Incident log | Uptrends

We are doing our best to keep our services always up and running. Despite all commitment and caution it can happen that you experience a disruption of our services. While you and we rely on a number of third party services, the problem (and solution) may even be beyond our power. On this page we will log incidents with some background information of what happened and once the cause is known, the details will be shared.

Issue with push notifications on the Android mobile app (October 2024)

The Uptrends mobile app for Android is currently experiencing an issue where push notifications may not be functioning correctly. The iOS app is unaffected. We are aware of a potential cause, and will continue to investigate. In the meantime, reinstalling the application should resolve the problem.

If you encounter this issue after a reinstall of the application, please do not hesitate to let us know by contacting our Support team.

Monitor screenshots security incident (June 2024)

On the 28 May, we started deploying a rolling update across Uptrends' monitoring checkpoint locations. The deployed version of the monitoring software contained a problem that caused some web page screenshots created by the software to be displayed to other Uptrends customers. This issue affected only HTTP/HTTPS monitors, so no browser monitors were affected.

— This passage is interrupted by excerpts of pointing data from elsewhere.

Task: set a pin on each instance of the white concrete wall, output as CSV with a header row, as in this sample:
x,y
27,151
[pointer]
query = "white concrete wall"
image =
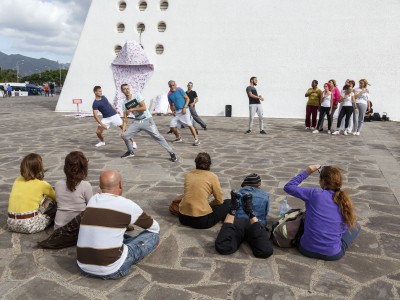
x,y
219,45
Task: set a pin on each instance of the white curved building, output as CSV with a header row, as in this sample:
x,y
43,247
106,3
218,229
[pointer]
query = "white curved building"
x,y
220,44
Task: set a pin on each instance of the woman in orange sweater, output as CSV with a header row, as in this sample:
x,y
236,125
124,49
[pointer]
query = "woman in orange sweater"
x,y
195,210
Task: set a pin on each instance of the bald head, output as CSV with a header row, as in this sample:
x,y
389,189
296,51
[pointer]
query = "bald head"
x,y
110,182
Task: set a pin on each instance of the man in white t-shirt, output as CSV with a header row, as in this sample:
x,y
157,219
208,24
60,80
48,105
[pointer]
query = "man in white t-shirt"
x,y
104,250
143,121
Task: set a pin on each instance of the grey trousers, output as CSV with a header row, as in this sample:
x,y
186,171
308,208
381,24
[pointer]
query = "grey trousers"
x,y
196,117
150,128
253,109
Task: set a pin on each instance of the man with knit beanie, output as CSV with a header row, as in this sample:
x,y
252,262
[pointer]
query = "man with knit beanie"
x,y
246,220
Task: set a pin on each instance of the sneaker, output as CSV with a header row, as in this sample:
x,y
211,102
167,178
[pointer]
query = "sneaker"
x,y
127,154
99,144
234,206
173,157
247,201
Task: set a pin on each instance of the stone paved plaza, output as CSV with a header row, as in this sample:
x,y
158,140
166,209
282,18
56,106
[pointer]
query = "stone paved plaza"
x,y
186,265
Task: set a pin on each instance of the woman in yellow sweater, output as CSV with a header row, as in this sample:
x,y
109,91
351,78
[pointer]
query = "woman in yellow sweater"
x,y
26,195
195,210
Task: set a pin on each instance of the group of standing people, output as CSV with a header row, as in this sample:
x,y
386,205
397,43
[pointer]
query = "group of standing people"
x,y
353,104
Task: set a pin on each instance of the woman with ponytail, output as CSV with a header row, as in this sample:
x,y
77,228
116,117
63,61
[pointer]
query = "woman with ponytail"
x,y
330,224
74,192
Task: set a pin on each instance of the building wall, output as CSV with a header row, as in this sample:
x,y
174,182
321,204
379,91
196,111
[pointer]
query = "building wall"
x,y
219,45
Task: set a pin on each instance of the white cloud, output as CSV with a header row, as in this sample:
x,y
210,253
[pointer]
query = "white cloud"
x,y
42,28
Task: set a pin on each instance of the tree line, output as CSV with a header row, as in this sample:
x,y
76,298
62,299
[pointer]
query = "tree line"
x,y
36,78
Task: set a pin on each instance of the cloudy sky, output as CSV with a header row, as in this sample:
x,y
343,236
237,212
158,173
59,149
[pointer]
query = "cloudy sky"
x,y
42,28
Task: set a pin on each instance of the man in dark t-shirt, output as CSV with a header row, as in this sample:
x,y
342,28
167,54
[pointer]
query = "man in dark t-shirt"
x,y
255,105
193,99
109,113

Following the discovery on 30 May, we deployed a fix that was effective immediately across the entire checkpoint network. We were able to quickly identify which screenshots were created by this faulty version of the software, and those screenshots were removed immediately, eliminating any further risk of exposing screenshot information to other people.

Analysis

We have full visibility on the screenshots that were affected by this error, and the monitors they relate to. We also have full visibility on the access logs for all monitoring data and underlying data, including screenshots. We have meticulously analyzed which affected screenshots were subsequently accessed or not. At no point was there any ability for customers or third parties to access anyone’s account data, other than the screenshots mentioned earlier. At no time did anyone have access to operator passwords or to credentials stored in the vaults of the respective accounts. We can also confirm that financial data including credit card information was not compromised.

Going forward

We have reviewed our procedures and put in place appropriate safeguards to ensure that this type of incident cannot be repeated. We would like to reassure you that, following our investigation, this issue poses no further risk to our customers or the Uptrends software.

Please feel free to contact us if you have any questions or concerns regarding this matter.

Delayed email delivery (March 2024)

An incident started occurring on March 12, 2024, that impacted our email service, which affected the timely delivery of some of the alert emails or reports you were expecting from us.

Incident Details

Affected Service: Email delivery system
Start Time: March 12, 2024, 22:00 CET
End Time: March 13, 2024, 11:00 CET
Impact: Delay in the sending of alert emails, report emails and any other emails sent by the Uptrends system.

Note: This problem did not necessarily affect all of your emails: a majority of the messages was delivered on time as usual, but some were delayed.

Resolution

As of 11:00 CET on March 13, all alert emails or other emails triggered after that time were sent on time again. At the same time, we initiated the process of sending out all unsent emails.

Next Steps

We recommend checking your inbox for any delayed emails that may have arrived after the resolution of this incident. Additionally, if you have any concerns or questions about specific alerts or reports, please do not hesitate to contact us.

We sincerely apologize for any inconvenience this may have caused and appreciate your understanding as we worked to resolve this issue. Our team is committed to providing reliable services, and we are taking steps to prevent such incidents from occurring in the future.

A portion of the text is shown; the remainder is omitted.